The spin-off’s business has expanded worldwide. The Middle East last year generated 18% of its revenue, primarily to support oil and gas clients as prices inch back up.

The firm’s most well-known project in the region involves the Nimr oil field in Oman, Alexandersen notes; there, for every barrel of oil extracted, 10 barrels of oil contaminated water is produced. Bauer designed, built and financed a 360-hectare engineered wetland oasis - now one of the world’s largest natural filtration projects – to treat the produced water. Microorganisms and algae reduce contamination to 0.5 ppm from 300 ppm—almost non-detectable, he says.

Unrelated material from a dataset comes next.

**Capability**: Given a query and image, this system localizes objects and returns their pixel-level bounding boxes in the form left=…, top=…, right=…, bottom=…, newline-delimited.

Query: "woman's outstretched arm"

Until 2031, Bauer will operate the site, which processes 115,000 cu meters of brackish water a day. The German firm has teamed with U.S. metals giant Alcoa to design and construct similar natural water treatment technology facilities in Texas and Pennsylvania. The company’s Americas work, which also involves supply of brewery technologies in that sector, generated 7% of last year’s revenue.

In Africa, which accounted for about 5% of revenue, Bauer has built solar-based defluoridation plants in Ghana to reduce naturally occurring fluoride in drinking water.

With global uncertainty, the company’s backlog fell 6% in 2016 and its parent’s stock price dropped 33% by year-end, according to its annual report. But the environmental unit sees an increased need for soil and groundwater remediation in Europe and potential to grow its small footprint in Asia.